Gorillas in the Forest

We arrived at the Gorilla Nest lodge last night and I had no idea what to expect. I'm not much of a nature girl, so I was imagining all sorts of scary situations- especially involving bugs and huge, furry animals jumping on me while I slept. Fortunately, the lodge was extremely beautiful and prevented animals and insects from coming into where we slept.

The Volcanoes National Park is a two hour drive from Kigali, in the northwest region of Rwanda. I have always been skeptical of safari or nature trips in Africa, just because I felt that the continent was being reduced to seeing animals. However on the trip up to see the gorillas, I realized that eco-tourism is a serious industry in some countries. During our hiking orientation, the guide encouraged us to hire a porter to carry backpacks up the mountain so that we could be providing jobs. Interestingly, he discouraged us from giving money or anything to the kids who would be assembled at the starting point. He explained that this would only promote begging behavior in the children and if they were successful in getting gifts from tourists, they would stop going to school.
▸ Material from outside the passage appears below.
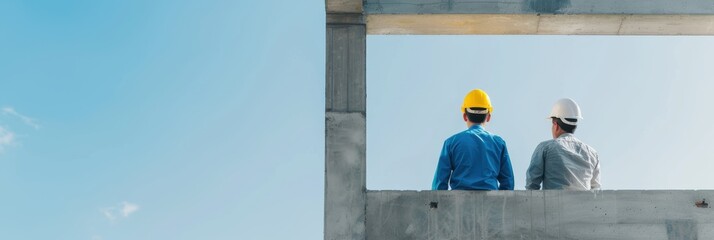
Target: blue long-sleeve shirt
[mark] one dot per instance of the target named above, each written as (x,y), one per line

The hike up the mountain was really steep at the start, but the guide broke up the difficultly by pointing out flowers and other vegetation. It's a one hour trek up to the forest and it took us another 30 minutes to find the gorilla family we were assigned. I was surprised at how close we could get to the gorillas! Each group is only allowed one hour to view the gorillas and in this time we saw a silverback, a baby gorilla, and a possibly pregnant gorilla. The guides and trekkers in the forest encouraged us to take "snaps" ( pictures) and video, but towards the end I realized just watching the gorillas was a true gift. Even though the hike was physically difficult, I left the forest with a renewed respect for nature.
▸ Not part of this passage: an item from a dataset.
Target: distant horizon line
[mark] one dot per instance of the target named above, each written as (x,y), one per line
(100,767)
For many of us, gorillas represent wisdom and knowledge and I kept thinking this was rooted in their eyes. Despite the fact that gorillas only live 35-45 years, I felt like they were witnesses to humanity. During the genocide, many Rwandans spoke of fleeing into the bushes and the entire hike I kept envisioning the forest as a refuge and I wondered how much the gorillas has witnessed. The painful legacy of the genocide is deeply embedded in every part of Rwanda, even in the homes of the gorillas.